Rotation schedule recommendations:

  • API keys and tokens: Every 90 days, or immediately upon suspected compromise
  • Database passwords: Every 90 days (or use dynamic secrets with auto-expiration)
  • JWT signing keys: Every 90-180 days (use key rotation with overlapping validity)
  • Encryption keys: Annual rotation with key versioning (old keys kept for decrypting existing data)
  • SSH keys: Annual rotation, or immediately when an employee leaves

Zero-downtime rotation strategy:

  1. Generate the new secret
  2. Configure the application to accept both old and new secrets simultaneously
  3. Deploy the new secret to all application instances
  4. Verify all instances are using the new secret
  5. Revoke the old secret

For API keys and database credentials, this often means having a brief period where both old and new credentials are valid.

Immediate revocation procedure: When you discover a secret has been compromised:

  1. Revoke immediately.

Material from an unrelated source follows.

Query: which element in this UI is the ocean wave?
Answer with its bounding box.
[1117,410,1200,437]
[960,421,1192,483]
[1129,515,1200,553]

Don't wait — disable the key/token/password right now.
  2. Generate a new secret and deploy it to the application.
  3. Audit access logs for the compromised secret to determine if it was exploited.
  4. Investigate the leak source — how was the secret exposed?
  5. Document and remediate — fix the process that allowed the leak.

Detection and Prevention Tools

Pre-commit detection (prevents secrets from entering git):

  • git-secrets (AWS) — scans commits for AWS keys and configurable patterns
  • pre-commit framework with detect-secrets hook — runs before each commit to block secrets
  • truffleHog — scans git history for high-entropy strings and known secret patterns
  • gitleaks — fast, configurable secret scanner for git repos and CI/CD

Example pre-commit configuration:

# .pre-commit-config.yaml
repos:
  - repo: https://github.com/Yelp/detect-secrets
    rev: v1.4.0
    hooks:
      - id: detect-secrets
        args: ['--baseline', '.secrets.baseline']

CI/CD scanning:

  • GitHub Secret Scanning — automatically detects known secret patterns in public repos (and private repos with GitHub Advanced Security)
  • GitLab Secret Detection — SAST scanner that detects secrets in CI/CD pipeline
  • GitGuardian — comprehensive secret detection platform for repos and CI/CD

Runtime detection:

  • AWS GuardDuty — detects compromised credentials being used from unusual locations
  • Cloudflare API Shield — detects and blocks requests using leaked API tokens
  • Vault audit logs — alerts on unusual secret access patterns

Secret management checklist:

  • [ ] No secrets hardcoded in source code
  • [ ] .env files are in .gitignore
  • [ ] .env.example committed as a template
  • [ ] Production secrets in a dedicated secret manager
  • [ ] CI/CD uses platform secret storage (not config files)
  • [ ] Pre-commit hooks prevent secret commits
  • [ ] Secret rotation schedule established and followed
  • [ ] Revocation procedure documented and tested
  • [ ] Access logging enabled for all secrets

Generate unique, strong secrets for every service with our password generator — use 32+ character random strings for API keys and JWT secrets.


Secret management isn't glamorous, but it's the difference between a routine security posture and a front-page breach. The pattern is always the same: a developer commits a credential, an attacker finds it, and what should have been a minor configuration task becomes a major incident. Adopt the practices in this guide — environment variables for development, a vault for production, pre-commit hooks for prevention, and rotation for resilience — and leaked secrets become a problem your team doesn't have.